Bare with me as I try to condense a few thousand years of lore into a digestable serving. If you’re at all curious about things I may have crossed over (Like the Mandalorian Jedi Tarre Vizsla) I strongly recommend you dig in on the EU.

Let me rip the band-aid off real quick. Boba Fett & Jango Fett are not Mandalorians. Jango is just some dude who bought/stole a set of Mandalorian armor to use for bounty hunting because it is beyond top of the line. Are you confused yet? It’s cool, I got you.

I mean, really, who are the Mandalorians? The short answer I could tell you is “Space Spartans,” but it’s actually a little more tragic than that. You see, going all the way back to when the ancient Sith and Jedi were tearing up the galaxy during the “Hundred Year Darkness,” there was a third party standing on the side lines. You guessed it.

A colossal ancient empire of warriors. War is their religion. It is there way of life. Failure is a sin and conquest is the closest you can get to God.

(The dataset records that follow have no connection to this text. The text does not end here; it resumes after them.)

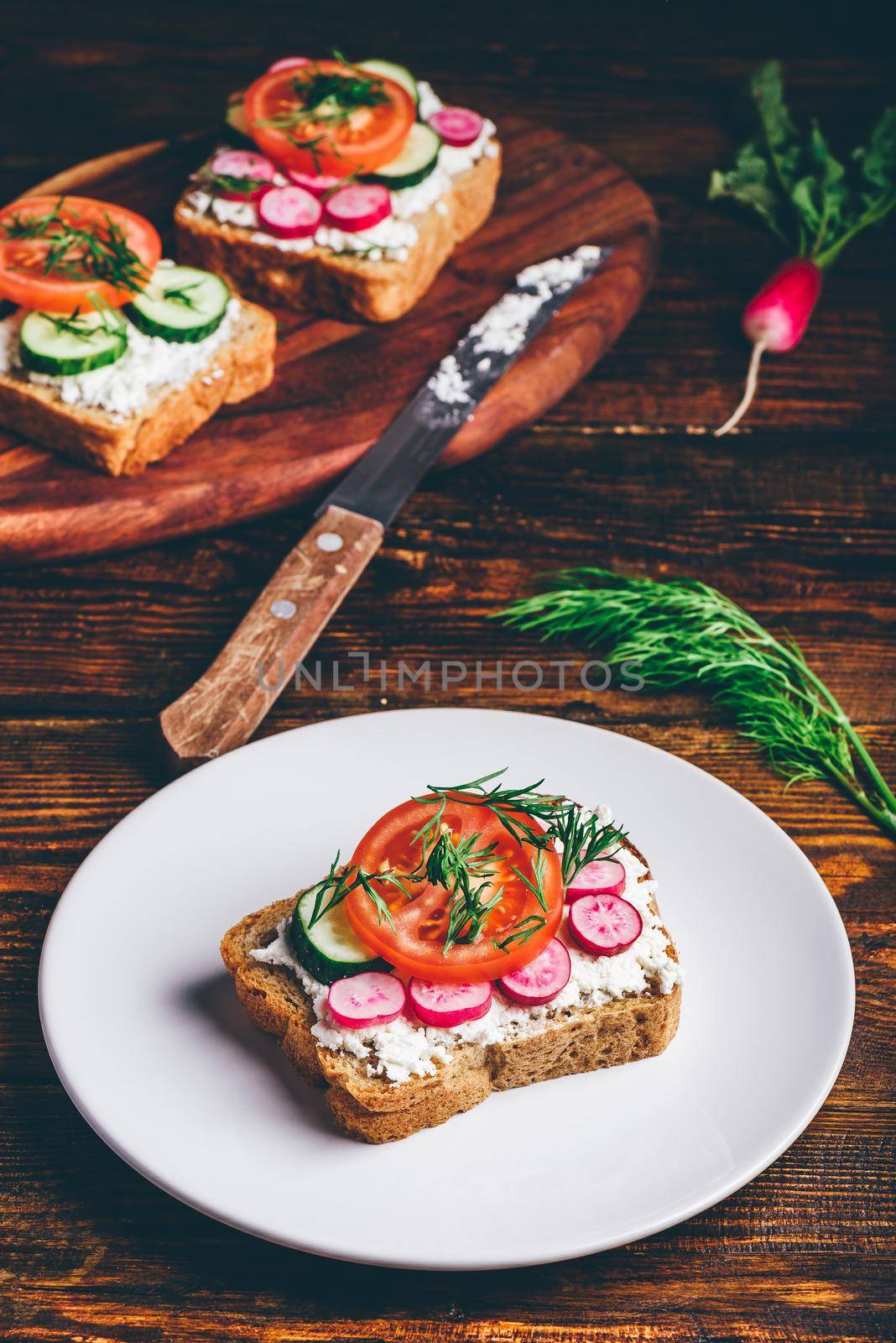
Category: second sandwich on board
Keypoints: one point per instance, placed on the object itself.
(341, 190)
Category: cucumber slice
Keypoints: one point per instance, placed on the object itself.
(66, 346)
(180, 304)
(329, 947)
(388, 71)
(418, 159)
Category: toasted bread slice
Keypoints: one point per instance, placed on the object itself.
(378, 1111)
(341, 284)
(237, 368)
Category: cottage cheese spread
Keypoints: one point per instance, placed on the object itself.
(401, 1049)
(122, 389)
(391, 239)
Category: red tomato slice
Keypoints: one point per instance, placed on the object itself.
(342, 140)
(418, 943)
(73, 279)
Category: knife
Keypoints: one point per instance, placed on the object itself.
(226, 705)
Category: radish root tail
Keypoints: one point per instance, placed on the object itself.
(748, 391)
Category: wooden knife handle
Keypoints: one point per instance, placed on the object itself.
(226, 705)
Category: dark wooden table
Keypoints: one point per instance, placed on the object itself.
(793, 517)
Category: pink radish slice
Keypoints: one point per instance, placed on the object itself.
(448, 1005)
(541, 980)
(604, 924)
(358, 207)
(602, 877)
(456, 125)
(775, 319)
(290, 212)
(289, 64)
(317, 186)
(367, 1000)
(243, 163)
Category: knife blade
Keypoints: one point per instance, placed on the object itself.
(226, 705)
(389, 472)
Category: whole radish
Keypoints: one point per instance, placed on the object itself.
(812, 201)
(775, 320)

So, they look at these battling Space Wizards and say: “1: Back the fuck up! 2: We’re taking your shit.” Wearing armor forged from their holy metal, Beskar, and designing weapons specifically to counter Force powers, the Empire of Mandalore joined the war.

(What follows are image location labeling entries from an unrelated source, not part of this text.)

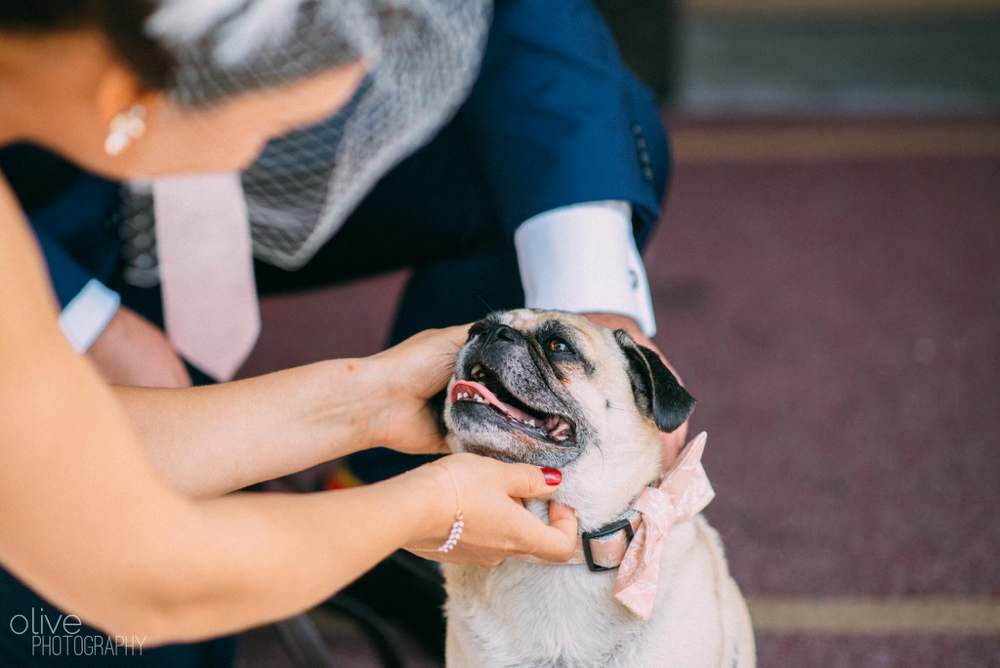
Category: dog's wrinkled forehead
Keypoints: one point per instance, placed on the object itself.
(587, 339)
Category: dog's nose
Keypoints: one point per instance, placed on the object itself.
(503, 333)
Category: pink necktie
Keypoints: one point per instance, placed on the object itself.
(683, 493)
(206, 270)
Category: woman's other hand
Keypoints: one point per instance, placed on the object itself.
(411, 373)
(497, 525)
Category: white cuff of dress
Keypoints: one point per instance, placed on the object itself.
(583, 258)
(87, 314)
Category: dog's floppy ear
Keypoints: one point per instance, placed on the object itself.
(657, 393)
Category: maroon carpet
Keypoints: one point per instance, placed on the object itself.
(840, 325)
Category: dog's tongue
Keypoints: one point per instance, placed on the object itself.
(469, 390)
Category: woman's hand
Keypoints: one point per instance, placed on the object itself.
(497, 525)
(412, 372)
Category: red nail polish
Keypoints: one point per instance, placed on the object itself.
(552, 477)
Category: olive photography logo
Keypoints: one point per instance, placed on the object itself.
(56, 634)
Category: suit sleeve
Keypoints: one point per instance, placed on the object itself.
(556, 118)
(68, 276)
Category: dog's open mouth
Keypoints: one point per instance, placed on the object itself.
(487, 391)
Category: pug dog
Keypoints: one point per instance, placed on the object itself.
(555, 390)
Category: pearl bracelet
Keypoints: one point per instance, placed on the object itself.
(459, 523)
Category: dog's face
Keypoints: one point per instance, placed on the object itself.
(543, 387)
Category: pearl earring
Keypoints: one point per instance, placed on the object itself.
(125, 127)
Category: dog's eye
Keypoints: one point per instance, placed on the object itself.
(557, 345)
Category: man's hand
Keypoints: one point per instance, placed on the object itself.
(133, 351)
(675, 440)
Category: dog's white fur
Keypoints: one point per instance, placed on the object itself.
(528, 614)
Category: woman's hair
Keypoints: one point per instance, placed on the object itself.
(121, 21)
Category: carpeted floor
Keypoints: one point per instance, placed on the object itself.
(838, 319)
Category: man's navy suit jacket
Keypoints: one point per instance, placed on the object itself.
(555, 119)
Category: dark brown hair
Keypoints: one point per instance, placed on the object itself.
(121, 21)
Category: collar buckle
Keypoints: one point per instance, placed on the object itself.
(606, 530)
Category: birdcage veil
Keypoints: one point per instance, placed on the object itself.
(422, 57)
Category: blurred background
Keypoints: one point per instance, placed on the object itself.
(827, 281)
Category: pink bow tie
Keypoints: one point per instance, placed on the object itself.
(683, 493)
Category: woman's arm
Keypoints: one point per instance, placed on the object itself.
(212, 440)
(91, 525)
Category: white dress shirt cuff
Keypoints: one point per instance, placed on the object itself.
(87, 314)
(583, 258)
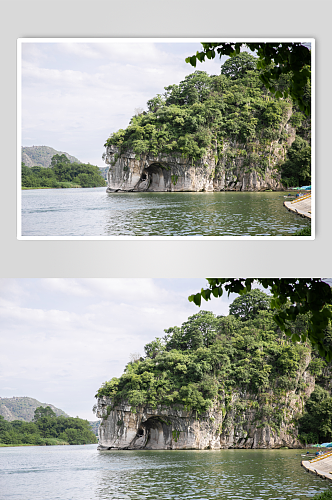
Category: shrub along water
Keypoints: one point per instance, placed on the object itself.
(62, 174)
(46, 429)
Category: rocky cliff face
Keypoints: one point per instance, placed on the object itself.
(239, 421)
(235, 169)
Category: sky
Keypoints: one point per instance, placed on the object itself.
(62, 338)
(75, 94)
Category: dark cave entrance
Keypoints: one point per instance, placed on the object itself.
(155, 178)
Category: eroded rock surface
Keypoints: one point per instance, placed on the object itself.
(241, 423)
(231, 171)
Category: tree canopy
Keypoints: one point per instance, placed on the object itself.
(274, 60)
(230, 115)
(246, 306)
(290, 299)
(210, 357)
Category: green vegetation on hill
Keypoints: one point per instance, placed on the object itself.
(204, 113)
(46, 429)
(23, 408)
(209, 358)
(41, 156)
(62, 174)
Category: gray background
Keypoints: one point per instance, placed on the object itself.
(174, 18)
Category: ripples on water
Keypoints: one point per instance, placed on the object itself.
(83, 473)
(93, 212)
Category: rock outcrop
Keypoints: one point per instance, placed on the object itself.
(175, 173)
(240, 421)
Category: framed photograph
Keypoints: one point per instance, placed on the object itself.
(170, 138)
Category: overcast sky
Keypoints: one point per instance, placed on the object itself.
(75, 94)
(62, 338)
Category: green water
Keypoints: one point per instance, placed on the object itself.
(83, 473)
(93, 212)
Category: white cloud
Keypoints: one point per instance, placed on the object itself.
(61, 338)
(74, 95)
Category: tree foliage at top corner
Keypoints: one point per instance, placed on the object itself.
(290, 299)
(274, 60)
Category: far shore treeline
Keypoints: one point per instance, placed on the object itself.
(46, 429)
(62, 174)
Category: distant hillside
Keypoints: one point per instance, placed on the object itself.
(23, 408)
(42, 155)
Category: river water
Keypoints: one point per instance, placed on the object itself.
(93, 212)
(83, 473)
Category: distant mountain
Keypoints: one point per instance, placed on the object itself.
(23, 408)
(42, 155)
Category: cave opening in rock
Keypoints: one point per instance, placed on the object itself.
(155, 178)
(157, 433)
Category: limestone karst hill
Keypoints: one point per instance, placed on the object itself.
(217, 382)
(212, 133)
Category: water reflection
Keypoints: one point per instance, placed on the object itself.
(92, 212)
(210, 475)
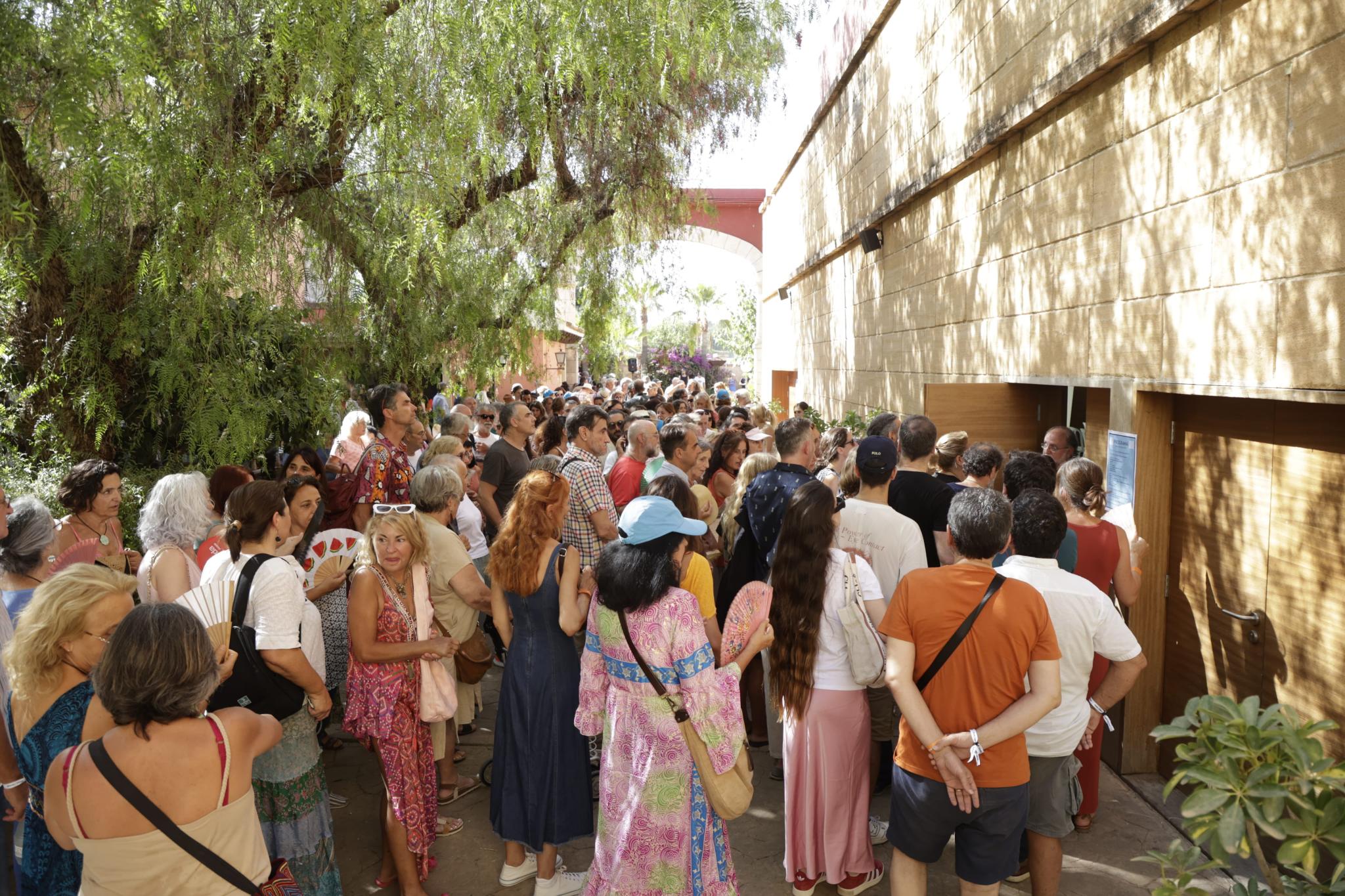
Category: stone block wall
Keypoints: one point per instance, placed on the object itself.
(1102, 190)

By this point the early days of the Republic were coming together, and the Jedi took it as their duty to protect this fledgling group of planets, just trying to live in peace.

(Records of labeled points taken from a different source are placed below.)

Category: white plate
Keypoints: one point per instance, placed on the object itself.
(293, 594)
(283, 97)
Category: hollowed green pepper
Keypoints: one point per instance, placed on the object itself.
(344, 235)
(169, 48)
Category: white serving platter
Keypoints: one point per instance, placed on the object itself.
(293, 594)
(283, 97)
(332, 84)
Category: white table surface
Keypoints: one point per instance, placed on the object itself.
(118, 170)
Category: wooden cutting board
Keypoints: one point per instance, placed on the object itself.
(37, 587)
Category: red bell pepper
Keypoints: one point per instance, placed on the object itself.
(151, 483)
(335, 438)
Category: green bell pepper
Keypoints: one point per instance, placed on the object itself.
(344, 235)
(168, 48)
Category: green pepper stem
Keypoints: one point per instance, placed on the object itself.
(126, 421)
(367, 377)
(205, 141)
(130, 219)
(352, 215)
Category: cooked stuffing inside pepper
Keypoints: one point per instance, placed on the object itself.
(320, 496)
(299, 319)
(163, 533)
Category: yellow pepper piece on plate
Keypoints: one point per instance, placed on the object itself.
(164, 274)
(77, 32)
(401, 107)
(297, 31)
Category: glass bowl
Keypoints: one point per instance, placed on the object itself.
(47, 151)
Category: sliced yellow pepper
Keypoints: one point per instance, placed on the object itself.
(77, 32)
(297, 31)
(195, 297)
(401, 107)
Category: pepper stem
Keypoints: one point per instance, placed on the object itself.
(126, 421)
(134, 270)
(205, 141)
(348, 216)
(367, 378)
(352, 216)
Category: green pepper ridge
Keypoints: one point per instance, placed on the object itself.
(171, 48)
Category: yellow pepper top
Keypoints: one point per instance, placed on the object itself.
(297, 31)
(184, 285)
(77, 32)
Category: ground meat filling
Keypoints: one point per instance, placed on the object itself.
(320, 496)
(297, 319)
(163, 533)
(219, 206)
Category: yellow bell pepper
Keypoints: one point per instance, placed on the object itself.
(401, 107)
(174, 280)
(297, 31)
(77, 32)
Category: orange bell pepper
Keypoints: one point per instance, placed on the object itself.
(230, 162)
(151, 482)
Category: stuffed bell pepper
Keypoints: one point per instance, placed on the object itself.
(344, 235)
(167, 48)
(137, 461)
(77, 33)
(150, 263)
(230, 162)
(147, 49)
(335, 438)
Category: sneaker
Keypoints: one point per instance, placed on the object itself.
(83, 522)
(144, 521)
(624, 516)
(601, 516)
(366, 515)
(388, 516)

Over the millennia Mandalore would seed much of it’s territory to the Republic, but still maintain their sense of honor and dignity. In time, the culture started to shift. Following their defeat at the hands of the Jedi, Mandalore was left a scorched husk. It’s citizens forced to live in climate controlled domes. This lead the Mandalorian people to question some of their more war focused traditions. It’s an understandable thought after being smacked down so hard your planet is practically uninhabitable.

The choice was made to move toward a culture of Pacifism. Of course not everyone agreed, and when a pacifist Duchess was elected, those who refused to follow were exiled to Mandalore’s moon Concordia. For a time there was peace, but a terrorist group was born among the exiles. And when the Clone Wars began, Pre Vizsla, leader or the terroristic “Deathwatch”, and descendant of an ancient Madalorian hero, took the opportunity, afforded by Mandalore’s neutrality in the conflict, to reclaim the planet, and return the people to their proud warrior ways. The rub though, is that by returning to the ancient ways, Pre Vizsla left himself open to challenge, and the recently returned Maul (No longer a Darth) was able to defeat him in singles combat and take the throne.

With Maul in charge, the Republic could no longer sit idle, and began to lay siege to Mandalore in the last days of the Clone Wars. We all know how the war ended. Order 66. And just like that, the clone troopers, sent to liberate the planet, became the occupying stormtroopers of the Empire.

The last time we saw Mandalore was in Star Wars: Rebels, where the people finally rose up and began a rebellion against the Empire, but that story was never followed up on. So, where we find our hero and the other Mandalorians in the first episode of the new series, is the closest answer we have to how the revolution turned out. A once mighty Warrior Empire, brought low and forced to live as refugees in the outer rim of the galaxy.